İsviçre ve özellikle Cenevre savaş bölgelerinden kaçan yüksek tabaka insanların sığınak yeri, dünyanın hasta zenginlerin tedavi merkezi, uyuşturucu kaçakçılarının barındığı sakin bir liman ve tabi ki tahsil etmek isteyenlerin geldiği bir beldeydi eskiden. Şimdi de öyle. Her gün uluslararası sayısız toplantıların gerçekleştiği bir kent. İLO, GATT’ın devamı WTO; WHO, CERN gibi şu an 134 resmi uluslararası kurum ve kuruluş ile 120’nin üzerindeki uluslararası STK’nın merkezinin de yine Cenevre’de olduğu düşünülürse ne demek istediğimiz anlaşılır. Dünya çapında çokuluslu ve ikili devletleri ilgilendiren, uluslararası problemlerin çözümü için tarafların toplantı ve görüşmeler yaptığı bir şehir.
Osmanlı’nın Cenevre’ye gelmiş muhalif münevverleri önce ikamet ettikleri pansiyonlarda, şehir içindeki kahvelerde, daha sonra da kurdukları Türk Ocak’larında yıllar süren „Osmanlı kimdir, Müslümanlık nedir, Osmanlı’yı nasıl kurtarabiliriz?“ tartışmalarının ardından nihayet 1918 yılında Anadolu’ya sıkışmış bir Türkiye’yi savunmak durumuna gelmişlerdi.
Leman Gölü’nün bir kenarında Osmanlı’nın varisi Türkiye’ye göreceli bağımsızlığının verildiği ya da Batı’ya mecbur edilişinin resmen tescil edildiği anlaşmanın olduğu ünlü Lozan, diğer kenarında da Cenevre var. Başka bir ifadeyle bu coğrafya Osmanlı’yı tasfiye edenlerin varis ülke Türkiye’yi sistemlerine kabul ediliş şartlarının dayatıldığı yer.

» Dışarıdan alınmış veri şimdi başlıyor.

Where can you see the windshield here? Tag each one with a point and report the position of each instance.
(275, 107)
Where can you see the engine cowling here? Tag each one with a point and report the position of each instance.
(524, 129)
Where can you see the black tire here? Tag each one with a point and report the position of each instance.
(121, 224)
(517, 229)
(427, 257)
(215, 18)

Yani, Türkiye’nin hedefinin farklı bir medeniyet alanından artık diğer farklı bir medeniyet alanına doğru olacağının tescil edilmiş olduğu yer.
Türkiye’nin bir zamanlarının tıb ve mühendis ağırlıklı bu devlet insanlarının ve üst yönetici kesimin; aydın gençlerin okuduğu yazarlar ve düşünürler Ludwig Büchner, Ernst Haeckel, Gustave Le Bon, Auguste Comte, Carl Vogt, Friedrich Nitsche, Felix Le Dantec ve Charles Darwin ve benzerleriydi. Kendi öz kültür kodlarından yeni bir fikir üretimi ve kültür inşaası yapamayan; Balkan Savaşlarının, Dünya Savaşının, Milli Mücadelenin dayandığı o kadim medeniyet değerlerini bir bir dejenere eden o Türkçü önderlerin kimisi ve onların öğrencileri sonunda Türk Müziğini yasaklamak, İslam’ı disiplin ve çerçeve içine almak gibi, kendi bacaklarına kurşun sıkma misali işlere bile başvurdular.

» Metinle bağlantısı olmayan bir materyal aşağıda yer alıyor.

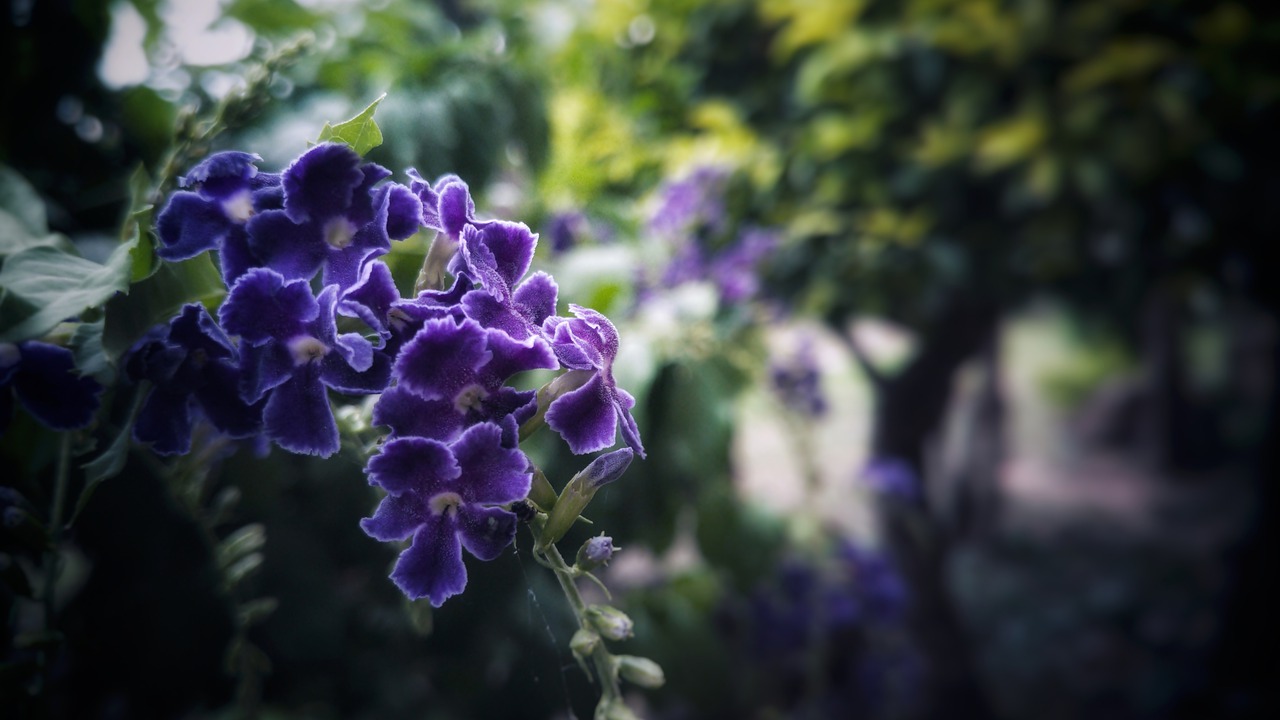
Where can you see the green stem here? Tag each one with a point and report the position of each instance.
(600, 657)
(62, 479)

Bırakın Bursa, Bilecik ya da Söğüt’ün yayla ve dağ köylerinin tarihi mirasının peşinde olmayı, Istanbul’un hemen yanındaki Kayışdağ’ındaki berrak su pınarlarını bile gözardı ederek taa Alp Dağlarının eteklerindeki Leman Gölü sahilindeki Cenevre’de “Biçare milleti Osmaniye” üzerine fikir yürtüten nice zadegân gören bizim kültür tarihimizden alınacak çok dersler var.

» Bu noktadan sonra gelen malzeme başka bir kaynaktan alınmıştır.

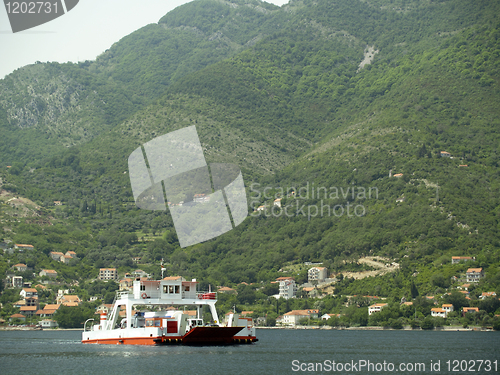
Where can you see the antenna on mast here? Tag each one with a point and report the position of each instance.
(163, 269)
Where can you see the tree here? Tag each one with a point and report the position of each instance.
(428, 323)
(414, 290)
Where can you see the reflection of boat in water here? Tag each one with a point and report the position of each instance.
(153, 327)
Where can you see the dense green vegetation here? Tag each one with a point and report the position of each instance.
(279, 92)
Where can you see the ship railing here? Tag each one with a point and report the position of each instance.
(121, 294)
(206, 295)
(85, 324)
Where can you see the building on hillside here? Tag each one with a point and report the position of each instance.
(21, 317)
(485, 295)
(12, 281)
(104, 308)
(65, 259)
(438, 312)
(48, 323)
(226, 290)
(21, 247)
(28, 310)
(455, 260)
(287, 288)
(126, 283)
(56, 255)
(317, 274)
(68, 300)
(140, 273)
(466, 310)
(49, 273)
(28, 292)
(293, 317)
(108, 274)
(377, 307)
(71, 254)
(21, 267)
(474, 275)
(328, 316)
(448, 307)
(48, 310)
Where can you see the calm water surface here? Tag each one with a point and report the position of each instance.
(60, 352)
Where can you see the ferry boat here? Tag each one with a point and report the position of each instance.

Birinci Dünya Savaş’ının o emperyalist paylaşımının hemen sonrasında nasıl haritalar deyiştirildiyse, yüzyıl sonra bugün de haritalar yeniden çizilmek ve değiştirilmek isteniyor. Tarafsız küçük bir coğrafya imiş gibi tavır alan İsviçre ve özellikle de Cenevre şehri, o zaman olduğu gibi hâla alınan kararların legalleşmesinde çok önemli.